Err, does that mean the workaround proposed by seb can be applied in the meantime ?
If it makes it ugly but usable, it's a good workaround as far as i'm concerned :) BTW, with the invisible text in the result list, it appears it's possible to accidentally run commands thinking they'd be something else like a URL. Not fun :)
I think I ran into something related to this problem. Sebastian mentions that the theme only is correctly set if the widget is packed. I discovered that widget.style starts out as the default gtk style (gray and dark blue) until the widget is mapped, at which point the correct theme is set in .style. I have found two ways to compute the style correctly. 1) Connect to the "map" signal of the widget (note that in this case CellRenderers are not widgets but just gobjects) and then apply the sytle in that that signal handler. And as the last thing in the handler source_remove the id of the handler. 2) Connect to "notify::style" on the widget. This has the added benefit of picking up theme changes. I think we should use 2) somehow. Maybe connecting the cellrenderer to "notify::style" on the treeview somehow.
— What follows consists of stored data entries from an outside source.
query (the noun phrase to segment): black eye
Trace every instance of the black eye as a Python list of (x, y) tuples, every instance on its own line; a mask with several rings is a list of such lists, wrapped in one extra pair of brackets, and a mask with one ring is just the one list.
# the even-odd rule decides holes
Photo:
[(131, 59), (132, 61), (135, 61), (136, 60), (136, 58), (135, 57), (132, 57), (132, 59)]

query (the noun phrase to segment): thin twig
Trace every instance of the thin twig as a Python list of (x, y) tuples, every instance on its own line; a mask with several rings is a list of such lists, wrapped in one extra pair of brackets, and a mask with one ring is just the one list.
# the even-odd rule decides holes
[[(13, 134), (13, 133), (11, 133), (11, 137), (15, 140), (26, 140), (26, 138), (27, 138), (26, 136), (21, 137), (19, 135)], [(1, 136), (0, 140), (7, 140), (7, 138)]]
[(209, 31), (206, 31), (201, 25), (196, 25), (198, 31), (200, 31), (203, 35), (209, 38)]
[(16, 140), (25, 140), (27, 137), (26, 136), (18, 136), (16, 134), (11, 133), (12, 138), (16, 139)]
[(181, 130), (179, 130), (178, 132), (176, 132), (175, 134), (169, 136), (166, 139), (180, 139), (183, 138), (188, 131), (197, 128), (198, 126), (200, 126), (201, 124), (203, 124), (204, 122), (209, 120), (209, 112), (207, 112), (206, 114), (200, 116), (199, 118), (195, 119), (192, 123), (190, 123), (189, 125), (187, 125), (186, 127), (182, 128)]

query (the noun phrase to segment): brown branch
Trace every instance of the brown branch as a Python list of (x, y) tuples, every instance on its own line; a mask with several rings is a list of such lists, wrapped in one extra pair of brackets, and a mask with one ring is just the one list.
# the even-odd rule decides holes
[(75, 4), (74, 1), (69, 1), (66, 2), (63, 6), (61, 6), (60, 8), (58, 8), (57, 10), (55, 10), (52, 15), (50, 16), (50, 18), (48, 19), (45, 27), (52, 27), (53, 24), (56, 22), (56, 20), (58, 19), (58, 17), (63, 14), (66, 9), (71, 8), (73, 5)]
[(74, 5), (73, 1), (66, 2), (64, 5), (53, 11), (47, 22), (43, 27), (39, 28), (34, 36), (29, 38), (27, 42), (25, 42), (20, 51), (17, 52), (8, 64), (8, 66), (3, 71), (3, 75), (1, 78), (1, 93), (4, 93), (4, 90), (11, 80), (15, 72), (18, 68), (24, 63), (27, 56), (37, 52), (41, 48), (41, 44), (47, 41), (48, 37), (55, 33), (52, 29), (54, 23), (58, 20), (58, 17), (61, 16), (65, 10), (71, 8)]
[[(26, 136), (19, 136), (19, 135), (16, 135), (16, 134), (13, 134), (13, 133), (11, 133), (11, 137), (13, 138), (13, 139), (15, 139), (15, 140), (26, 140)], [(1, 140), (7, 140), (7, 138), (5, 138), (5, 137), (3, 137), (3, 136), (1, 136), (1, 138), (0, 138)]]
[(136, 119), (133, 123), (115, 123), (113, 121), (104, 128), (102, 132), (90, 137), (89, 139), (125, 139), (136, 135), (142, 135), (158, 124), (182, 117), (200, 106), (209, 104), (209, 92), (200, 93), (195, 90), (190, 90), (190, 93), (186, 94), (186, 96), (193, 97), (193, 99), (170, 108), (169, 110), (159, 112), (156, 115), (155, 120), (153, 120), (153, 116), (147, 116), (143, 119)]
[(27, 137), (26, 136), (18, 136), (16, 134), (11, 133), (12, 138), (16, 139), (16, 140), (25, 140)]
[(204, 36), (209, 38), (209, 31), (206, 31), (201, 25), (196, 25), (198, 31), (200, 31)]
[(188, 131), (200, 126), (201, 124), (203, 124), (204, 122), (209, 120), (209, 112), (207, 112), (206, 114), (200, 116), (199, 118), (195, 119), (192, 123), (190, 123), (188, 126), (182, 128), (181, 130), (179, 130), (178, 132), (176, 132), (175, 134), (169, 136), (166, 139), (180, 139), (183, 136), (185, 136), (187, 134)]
There is an example of this in deskbar/ui/cuemiac/CuemiacHeader.py.
Polling to see wtf ? Should we apply sebastian's workaround, or mikkel do you have a real fix ? (or workaround ?)
grdb (and more recently xchat-gnome) extract the gtk colors via the following code: > GtkWidget* w; > w = gtk_window_new (GTK_WINDOW_TOPLEVEL); > gtk_widget_ensure_style (w); > theme_colors[0] = w->style->text[GTK_STATE_NORMAL]; > theme_colors[1] = w->style->base[GTK_STATE_NORMAL]; > theme_colors[2] = w->style->text[GTK_STATE_SELECTED]; > theme_colors[3] = w->style->base[GTK_STATE_SELECTED]; > theme_colors[4] = w->style->text[GTK_STATE_INSENSITIVE]; > gtk_widget_destroy (w); then catching and updating those colors on theme change: > g_signal_connect (G_OBJECT (panel), "style_set", G_CALLBACK (style_set_callback), panel); This helpful at all?
Yes Jeremy. I did some related work lately using some theming tricks, and I think I know how to fix this now (very close to what you describe). Now I just need some time :-) (unless somebody else grabs this bugger before me..?)
I just commited a fix to cvs head. Please verify, and reopen if necessary. Cheers!
The fix reached Ubuntu edgy, it works fine. Thanks a lot.